Fatalities in Iraq far surpass any other documented war-time death toll for the press. CPJ, founded in 1981, recorded the deaths of 58 journalists during the Algerian civil war from 1993 through 1996, another 54 fatalities in the undeclared civil conflict in Colombia, which began in 1986; and 36 deaths in the conflict in the Balkans from 1991 to 1995.
Freedom Forum, a nonpartisan foundation dedicated to free press, has compiled lists of journalists killed in conflicts prior to 1981. The organization lists 89 journalists killed in the Central American conflicts from 1979 to 1989; a total of 98 killed in the Argentine conflict from 1976-1983; another 68 killed in World War II; and 66 killed in Vietnam from 1955 to 1975.
More recently, CPJ has documented the deaths of 35 journalists covering the Syrian civil war, a toll that includes a reporter who died across the border in Lebanon, and a journalist injured in Syria who later died in Turkey. The war in Afghanistan has taken the lives of 21 journalists from its beginning in 2001 until today.

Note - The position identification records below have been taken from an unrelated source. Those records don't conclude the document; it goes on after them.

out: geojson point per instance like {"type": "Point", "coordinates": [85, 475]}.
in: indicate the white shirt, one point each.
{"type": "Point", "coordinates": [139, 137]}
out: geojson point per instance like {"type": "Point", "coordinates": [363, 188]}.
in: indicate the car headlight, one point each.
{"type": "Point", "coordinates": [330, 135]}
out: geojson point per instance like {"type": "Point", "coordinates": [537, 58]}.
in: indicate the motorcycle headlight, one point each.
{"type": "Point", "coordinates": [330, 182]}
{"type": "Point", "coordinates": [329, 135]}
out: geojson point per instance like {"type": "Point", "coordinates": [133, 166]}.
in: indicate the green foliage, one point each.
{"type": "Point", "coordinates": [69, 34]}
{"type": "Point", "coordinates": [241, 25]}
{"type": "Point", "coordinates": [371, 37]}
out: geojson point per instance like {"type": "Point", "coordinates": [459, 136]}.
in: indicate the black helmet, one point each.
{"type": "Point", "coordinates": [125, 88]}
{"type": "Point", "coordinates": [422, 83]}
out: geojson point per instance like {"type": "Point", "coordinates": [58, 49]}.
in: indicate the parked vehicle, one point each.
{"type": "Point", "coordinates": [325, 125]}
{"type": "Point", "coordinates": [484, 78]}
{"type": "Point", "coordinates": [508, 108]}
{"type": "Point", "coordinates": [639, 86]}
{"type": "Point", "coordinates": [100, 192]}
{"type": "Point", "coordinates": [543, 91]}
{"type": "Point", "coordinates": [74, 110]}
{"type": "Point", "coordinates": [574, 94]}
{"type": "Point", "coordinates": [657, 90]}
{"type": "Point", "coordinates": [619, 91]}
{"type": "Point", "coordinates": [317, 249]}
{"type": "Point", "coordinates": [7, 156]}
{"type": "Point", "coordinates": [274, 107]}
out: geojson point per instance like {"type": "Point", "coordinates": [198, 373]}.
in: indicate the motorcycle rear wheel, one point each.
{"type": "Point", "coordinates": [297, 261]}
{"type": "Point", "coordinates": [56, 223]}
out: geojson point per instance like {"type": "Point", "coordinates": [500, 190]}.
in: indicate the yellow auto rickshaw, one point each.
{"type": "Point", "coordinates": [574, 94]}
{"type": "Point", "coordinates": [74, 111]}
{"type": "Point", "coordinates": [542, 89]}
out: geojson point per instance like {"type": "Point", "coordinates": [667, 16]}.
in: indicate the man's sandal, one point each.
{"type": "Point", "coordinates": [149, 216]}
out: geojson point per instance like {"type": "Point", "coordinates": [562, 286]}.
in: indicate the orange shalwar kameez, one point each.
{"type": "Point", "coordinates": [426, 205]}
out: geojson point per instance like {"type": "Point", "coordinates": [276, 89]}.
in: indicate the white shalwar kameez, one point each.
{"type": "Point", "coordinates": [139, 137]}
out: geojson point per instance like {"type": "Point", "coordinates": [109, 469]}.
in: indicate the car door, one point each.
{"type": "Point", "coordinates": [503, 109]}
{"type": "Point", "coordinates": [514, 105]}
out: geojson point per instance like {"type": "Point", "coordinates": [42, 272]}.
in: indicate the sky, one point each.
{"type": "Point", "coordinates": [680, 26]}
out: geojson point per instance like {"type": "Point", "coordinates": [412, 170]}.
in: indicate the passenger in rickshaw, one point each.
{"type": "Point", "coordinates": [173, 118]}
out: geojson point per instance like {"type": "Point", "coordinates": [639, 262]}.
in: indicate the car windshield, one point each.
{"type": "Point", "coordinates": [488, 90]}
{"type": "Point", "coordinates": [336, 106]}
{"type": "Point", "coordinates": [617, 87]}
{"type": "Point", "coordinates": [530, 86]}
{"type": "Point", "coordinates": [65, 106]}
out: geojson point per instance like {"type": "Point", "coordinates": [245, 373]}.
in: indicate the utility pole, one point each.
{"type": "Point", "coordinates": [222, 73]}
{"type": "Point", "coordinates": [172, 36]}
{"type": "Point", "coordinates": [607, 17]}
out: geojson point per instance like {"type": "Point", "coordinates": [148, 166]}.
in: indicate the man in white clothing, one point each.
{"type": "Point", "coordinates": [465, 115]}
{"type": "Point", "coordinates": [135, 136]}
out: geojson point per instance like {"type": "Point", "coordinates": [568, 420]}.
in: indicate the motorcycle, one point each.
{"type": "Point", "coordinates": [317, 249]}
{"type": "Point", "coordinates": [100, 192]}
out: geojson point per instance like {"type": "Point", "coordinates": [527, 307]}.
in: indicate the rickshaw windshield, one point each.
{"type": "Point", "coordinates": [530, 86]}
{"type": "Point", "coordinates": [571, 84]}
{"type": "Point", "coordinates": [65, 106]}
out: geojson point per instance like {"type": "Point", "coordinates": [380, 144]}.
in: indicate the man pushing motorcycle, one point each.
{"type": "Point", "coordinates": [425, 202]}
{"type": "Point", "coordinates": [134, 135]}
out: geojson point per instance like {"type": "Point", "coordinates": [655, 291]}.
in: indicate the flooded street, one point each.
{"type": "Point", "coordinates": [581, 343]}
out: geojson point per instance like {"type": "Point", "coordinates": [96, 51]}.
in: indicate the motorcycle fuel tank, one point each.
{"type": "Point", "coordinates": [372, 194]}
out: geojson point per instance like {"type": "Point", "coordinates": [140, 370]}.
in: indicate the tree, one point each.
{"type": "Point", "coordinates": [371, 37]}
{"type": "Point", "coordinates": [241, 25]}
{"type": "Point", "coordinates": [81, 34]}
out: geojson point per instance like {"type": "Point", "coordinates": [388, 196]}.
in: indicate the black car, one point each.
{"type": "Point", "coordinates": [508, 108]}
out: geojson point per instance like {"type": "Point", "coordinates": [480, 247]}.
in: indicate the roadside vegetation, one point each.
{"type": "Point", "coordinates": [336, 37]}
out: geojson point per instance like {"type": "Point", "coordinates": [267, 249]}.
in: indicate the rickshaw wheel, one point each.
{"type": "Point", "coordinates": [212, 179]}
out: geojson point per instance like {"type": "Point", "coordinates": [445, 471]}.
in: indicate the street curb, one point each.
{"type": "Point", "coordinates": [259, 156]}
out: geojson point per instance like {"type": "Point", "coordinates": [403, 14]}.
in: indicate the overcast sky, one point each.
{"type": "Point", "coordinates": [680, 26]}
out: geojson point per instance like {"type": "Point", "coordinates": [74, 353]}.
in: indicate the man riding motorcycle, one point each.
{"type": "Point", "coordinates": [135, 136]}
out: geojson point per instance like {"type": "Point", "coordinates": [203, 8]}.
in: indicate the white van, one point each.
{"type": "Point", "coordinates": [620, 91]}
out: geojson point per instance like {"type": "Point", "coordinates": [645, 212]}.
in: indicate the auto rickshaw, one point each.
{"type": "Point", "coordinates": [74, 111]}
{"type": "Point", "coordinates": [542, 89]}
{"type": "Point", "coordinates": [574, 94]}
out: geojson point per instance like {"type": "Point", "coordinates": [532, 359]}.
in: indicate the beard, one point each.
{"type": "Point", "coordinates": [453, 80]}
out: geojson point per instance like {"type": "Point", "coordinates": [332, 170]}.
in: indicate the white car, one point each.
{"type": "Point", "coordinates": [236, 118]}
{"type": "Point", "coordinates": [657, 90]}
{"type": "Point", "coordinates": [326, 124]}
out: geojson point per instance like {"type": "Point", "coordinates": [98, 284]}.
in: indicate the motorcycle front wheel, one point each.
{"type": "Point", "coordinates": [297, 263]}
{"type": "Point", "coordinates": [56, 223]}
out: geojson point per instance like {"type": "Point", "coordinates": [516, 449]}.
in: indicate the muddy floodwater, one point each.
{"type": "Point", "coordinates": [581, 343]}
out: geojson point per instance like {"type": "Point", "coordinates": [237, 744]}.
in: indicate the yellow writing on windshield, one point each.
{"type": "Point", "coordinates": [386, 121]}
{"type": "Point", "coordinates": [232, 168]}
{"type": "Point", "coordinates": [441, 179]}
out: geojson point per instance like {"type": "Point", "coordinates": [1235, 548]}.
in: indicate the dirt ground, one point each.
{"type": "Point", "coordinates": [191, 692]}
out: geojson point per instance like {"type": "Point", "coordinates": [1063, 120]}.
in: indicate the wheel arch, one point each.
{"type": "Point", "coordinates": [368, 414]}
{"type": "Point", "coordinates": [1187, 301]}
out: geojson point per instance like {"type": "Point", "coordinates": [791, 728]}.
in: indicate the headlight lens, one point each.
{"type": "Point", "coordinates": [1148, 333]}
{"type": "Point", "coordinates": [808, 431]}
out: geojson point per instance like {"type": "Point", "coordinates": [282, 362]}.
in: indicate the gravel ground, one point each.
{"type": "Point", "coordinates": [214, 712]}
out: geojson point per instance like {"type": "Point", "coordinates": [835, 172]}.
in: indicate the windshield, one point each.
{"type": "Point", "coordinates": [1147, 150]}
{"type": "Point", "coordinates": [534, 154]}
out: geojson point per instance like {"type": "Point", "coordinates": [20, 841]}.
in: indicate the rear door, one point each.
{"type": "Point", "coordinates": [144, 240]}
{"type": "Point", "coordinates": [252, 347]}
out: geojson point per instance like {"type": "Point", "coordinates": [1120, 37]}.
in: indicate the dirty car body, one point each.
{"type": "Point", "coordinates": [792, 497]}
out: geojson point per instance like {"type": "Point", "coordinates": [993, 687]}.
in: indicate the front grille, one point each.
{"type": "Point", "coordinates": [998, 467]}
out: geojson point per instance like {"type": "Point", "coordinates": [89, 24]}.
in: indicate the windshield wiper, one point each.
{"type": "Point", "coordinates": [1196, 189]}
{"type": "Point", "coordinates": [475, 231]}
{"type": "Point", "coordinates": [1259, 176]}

In Syria, and to a lesser extent Afghanistan, combat-related crossfire has accounted for a large proportion of deaths. But in Iraq, at least 92 journalists, or nearly two out of every three killed, did not die in airstrikes, checkpoint shootings, suicide bombings, sniper fire, or the detonation of improvised explosive devices. They were instead murdered in targeted assassinations in direct reprisal for their reporting. Many were targeted because of their affiliations with U.S. or Western news organizations, or their connections to news outlets seen as having sectarian connections.
Iraq’s impunity rate–or the degree to which perpetrators have escaped prosecution for murdering the journalists–is the worst in the world. It is 100 percent. Even today, as Iraq has moved beyond conflict, authorities have shown no interest in investigating these murders.